P02-06

Exploring Structured Biological Pathways in Context with Retrieval-Augmented Generation

Rintaro YASHIRO *1, Nobuaki YASUO2, Masakazu SEKIJIMA1

1Department of Computer Science, Institute of Science Tokyo
2Academy for Convergence of Materials and Informatics (TAC-MI), Institute of Science Tokyo


[Purpose]
Drug discovery and development is a high-risk venture that can take more than a decade and cost more than $1 billion. Improving the accuracy of early target discovery and validation is critical to avoid costly failures in the later stages. [1] In target discovery, pathway databases such as KEGG PATHWAY are important for understanding disease mechanisms from life science data. However, their vastness and complexity hinder comprehensive information retrieval. [2] On the other hand, large language models (LLMs) have potential applications in various fields due to their ability to understand and generate language, but their application faces a critical challenge of ‘hallucination,’ or the generation of information that is not based on facts. This problem is particularly acute in the biomedical field, where scientific rigor is required. [3] This study aims to suppress hallucination by retrieving information from KEGG PATHWAY and using it as a source of reliable external knowledge for the LLM. The goal is to construct an information search environment that enables interactive and fact-based responses, thereby improving the accuracy and efficiency of target search in drug discovery.

[Methods]
In this study, a knowledge graph constructed from KEGG PATHWAY is combined with Retrieval-Augmented Generation (RAG), which augments the LLM's generation capability with external knowledge, to build a reliable natural language search system for specialized life science data.

[Results and Discussion]
When evaluating the performance of searches after converting structured data into documents and comparing it with that of existing RAG methods, a decline in the performance of intermediate nodes for queries spanning multiple nodes was observed.
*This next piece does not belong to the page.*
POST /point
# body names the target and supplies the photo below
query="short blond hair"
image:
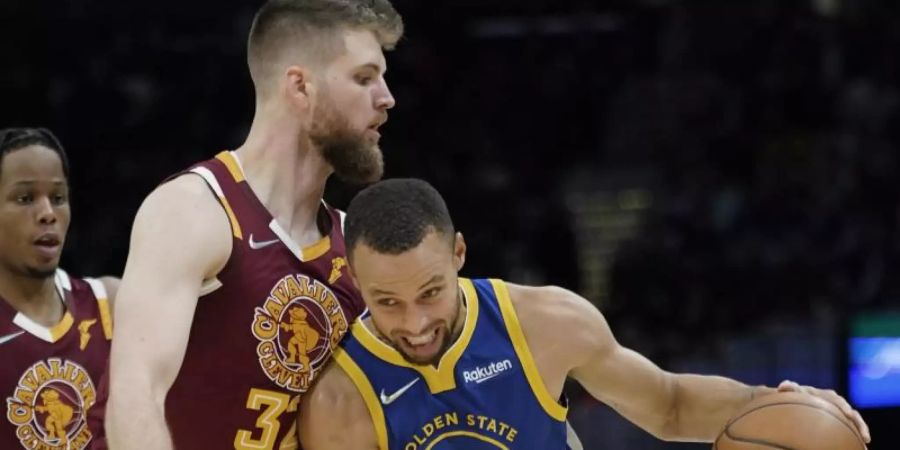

It is expected that this approach will reduce the loss of information at intermediate nodes by capturing data in a structured manner.

[Conclusions]
This study proposes a RAG-based system for structured information retrieval from the KEGG PATHWAY knowledge graph. This system presents an approach to overcome the challenge of LLM hallucination by integrating with a structured database, offering a promising direction for the use of reliable AI in the life sciences. Future work will focus on enhancing search performance and conducting experiments with large-scale data.

[References]
[1]: Hughes, James P., et al. "Principles of early drug discovery." British journal of pharmacology 162.6 (2011): 1239-1249.
[2]: Yishu Wang, Juan Qi, and Dongmei Ai. Dpadm: a novel algorithm for detecting drug-pathway associations based on high-throughput transcriptional response to compounds. Briefings in Bioinformatics, 24(1): bbac517, 2023.
[3]: Junde Wu, Jiayuan Zhu, Yunli Qi, Jingkun Chen, Min Xu, Filippo Menolascina, and Vicente Grau. Medical graph rag: Towards safe medical large language model via graph retrieval-augmented generation. arXiv preprint arXiv:2408.04187, 2024.